If Cllr Allen Conway’s inside information is to be trusted, a mystery quartet is planning to stand down at next May’s town election.
The revelation has triggered a major political rumpus, and has nearly threatened to derail the entire Neighbourhood Planning process.
What really set the cat among the pigeons was Cllr Liz Harvey’s email to fellow town councillors suggesting that those who were planning to stand aside in 2015 should not wait, but consider doing so right now, with the advent of the by-election caused by Cllr Melanie Roberts’ recent resignation. This is what she said:
“If we are to have another election in the town, let’s use this as an opportunity for any councillors who no longer feel able to meet the commitment of time and intellect now being demanded by this role, to step aside to enable those with an appetite for the challenge to come forward.”
Having been leaked the email and scenting a good story, Ledbury Reporter journalist Gary Bills-Geddes, asked whether this was a call for mass resignations. In his report (22 August), he says, Cllr Harvey has made ‘several calls in recent years’ to this effect. People are scratching their heads at this. I can recall just one instance centring on her decision to participate in the 2012 by-election to test her democratic mandate following the supermarket conflict. Journalistic license perhaps? Over to you Gary…
On the question of democratic legitimacy, it seems that many town councillors are extremely sensitive: only four of them have been elected by popular vote, while the remaining fourteen (80% of the council) were either elected unopposed or co-opted in 2011, there being insufficient candidates to fill all vacancies. (This is a pattern which is repeated in town and parish councils throughout the country.)
Kremlinologists who watch the ebb and flow of Town Council affairs, were hardly surprised therefore that Cllr Harvey’s admittedly feisty comments and Mr Bills-Geddes’ press report, would unleash a volcanic reaction. Weighing into the row, Mayor Bob Barnes reportedly said that the ‘commitment and ability of councillors should not be called into question’ adding, ‘is she still playing that tune?’
Putting aside the extraordinary idea that town councillors are above criticism, Cllr Barnes’ comments echo the widespread, but utterly mistaken interpretation of her remarks within Ledbury Town Council. The Old Guard gets touchy on this subject. Red rag to a bull, most councillors construed the email as calling for resignations en masse.
But was she? Cllr Harvey maintains that she was simply suggesting that the ‘retiring four’, if they weren’t up for the fight themselves, might make some space for other community members with energy and ideas to take their place while the town is being besieged by predatory development proposals. Personally, I don’t see where is the call for collective hari-kari, but others seemingly take a dimmer view.
The fallout from the incident was swift and savage. There have been howls of outrage, public personal attacks and counterblasts, even a threat to close down the Neighbourhood Plan Working Party completely, on the grounds that it is unworkable and poisonously unwelcoming.
According to the council gossip, this is one of the frankly preposterous reasons for the scant contribution of town councillors to the Neighbourhood Plan so far – only six have been consistently involved over the last eighteen months, not a very impressive track-record.
As a longstanding member who has attended almost every single Neigbourhood Plan meeting over that period, I simply don’t recognise the picture that has been painted. Tired, demotivated, frustrated, slightly aimless, yes, but poisonous and politically-charged? Not at all, at least not by the people who have been putting in the work.
The interesting question is who has been spreading this malicious story – and to what end. Attention is focussed on a particular town councillor who, while adding nothing of any value, has been covertly agitating to undermine the credibility of the community-led neighbourhood planning group for months. There has, it transpires, been a well organised scheme to take the Neighbourhood Plan under the direct control of the Town Council. So much for espousing the cause of democratic engagement.
What we’ve been witnessing is a power grab, motivated by a toxic brew of personal ambition, settling of old scores and naked political advantage. (See my blog You Might Very Well Say That…).

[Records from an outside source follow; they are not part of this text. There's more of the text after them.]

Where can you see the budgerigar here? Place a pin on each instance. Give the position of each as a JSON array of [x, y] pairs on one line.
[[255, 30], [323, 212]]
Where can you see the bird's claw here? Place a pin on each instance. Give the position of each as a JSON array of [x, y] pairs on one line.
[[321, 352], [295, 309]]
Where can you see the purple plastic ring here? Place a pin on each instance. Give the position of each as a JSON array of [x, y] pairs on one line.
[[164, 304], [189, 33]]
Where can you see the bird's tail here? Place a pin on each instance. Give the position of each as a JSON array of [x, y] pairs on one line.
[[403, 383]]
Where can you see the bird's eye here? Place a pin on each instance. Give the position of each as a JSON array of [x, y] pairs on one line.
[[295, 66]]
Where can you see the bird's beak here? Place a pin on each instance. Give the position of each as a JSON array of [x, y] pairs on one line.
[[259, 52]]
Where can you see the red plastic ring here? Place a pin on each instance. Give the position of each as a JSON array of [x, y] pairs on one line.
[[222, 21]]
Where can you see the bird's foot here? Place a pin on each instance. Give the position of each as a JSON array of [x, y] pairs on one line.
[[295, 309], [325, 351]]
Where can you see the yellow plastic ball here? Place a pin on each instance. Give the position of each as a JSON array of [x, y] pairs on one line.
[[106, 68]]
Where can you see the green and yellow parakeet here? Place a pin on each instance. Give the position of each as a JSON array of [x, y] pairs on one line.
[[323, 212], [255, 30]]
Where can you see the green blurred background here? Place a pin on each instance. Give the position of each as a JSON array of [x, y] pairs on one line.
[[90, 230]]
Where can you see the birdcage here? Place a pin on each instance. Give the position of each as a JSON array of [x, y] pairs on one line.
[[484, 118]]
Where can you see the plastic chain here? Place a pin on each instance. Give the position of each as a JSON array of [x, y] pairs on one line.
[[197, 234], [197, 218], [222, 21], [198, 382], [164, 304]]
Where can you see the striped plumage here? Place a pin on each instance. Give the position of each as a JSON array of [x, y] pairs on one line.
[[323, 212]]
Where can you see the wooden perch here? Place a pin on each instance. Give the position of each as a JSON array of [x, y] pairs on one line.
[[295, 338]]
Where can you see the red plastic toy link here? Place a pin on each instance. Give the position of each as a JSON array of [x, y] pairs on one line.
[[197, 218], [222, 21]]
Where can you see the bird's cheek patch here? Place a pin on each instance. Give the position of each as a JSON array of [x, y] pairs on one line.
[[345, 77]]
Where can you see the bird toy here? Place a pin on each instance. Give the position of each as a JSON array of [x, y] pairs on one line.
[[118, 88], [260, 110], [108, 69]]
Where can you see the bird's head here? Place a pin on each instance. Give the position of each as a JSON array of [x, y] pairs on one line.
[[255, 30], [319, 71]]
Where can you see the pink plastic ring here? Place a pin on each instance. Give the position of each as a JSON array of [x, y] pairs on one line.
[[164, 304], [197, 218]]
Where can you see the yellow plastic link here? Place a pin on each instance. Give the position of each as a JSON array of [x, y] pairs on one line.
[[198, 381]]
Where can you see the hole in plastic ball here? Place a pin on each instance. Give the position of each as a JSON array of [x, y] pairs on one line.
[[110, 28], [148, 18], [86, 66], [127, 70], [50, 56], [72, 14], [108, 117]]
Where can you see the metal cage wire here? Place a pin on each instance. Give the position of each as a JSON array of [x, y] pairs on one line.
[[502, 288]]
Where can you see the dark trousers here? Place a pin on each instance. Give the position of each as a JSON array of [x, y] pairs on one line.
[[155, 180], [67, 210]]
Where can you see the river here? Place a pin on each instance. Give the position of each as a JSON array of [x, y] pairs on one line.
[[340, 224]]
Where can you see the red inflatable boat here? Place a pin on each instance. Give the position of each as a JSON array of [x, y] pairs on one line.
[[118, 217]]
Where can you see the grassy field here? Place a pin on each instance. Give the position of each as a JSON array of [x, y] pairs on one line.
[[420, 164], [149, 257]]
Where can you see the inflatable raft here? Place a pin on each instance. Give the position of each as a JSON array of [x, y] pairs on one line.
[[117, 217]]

Small town politics heh? It’s to be hoped that once the dust settles and the routine of council business kicks back in after the summer recess, some semblance of reason will return to its ranks. Meantime amid the resignation brouhaha, the Neighbourhood Plan Group, has finally agreed an excellent package of revised management arrangements, designed to re-energise the process, for the forthcoming round of community planning consultations.
Now we must turn to weightier matters – the two planning applications for housing on the southern by-pass, on the cricket pitch, a superstore in Lawnside Road and the ongoing saga of the Herefordshire Council’s ill-fated Core Strategy Proposals: plenty to keep everyone busy.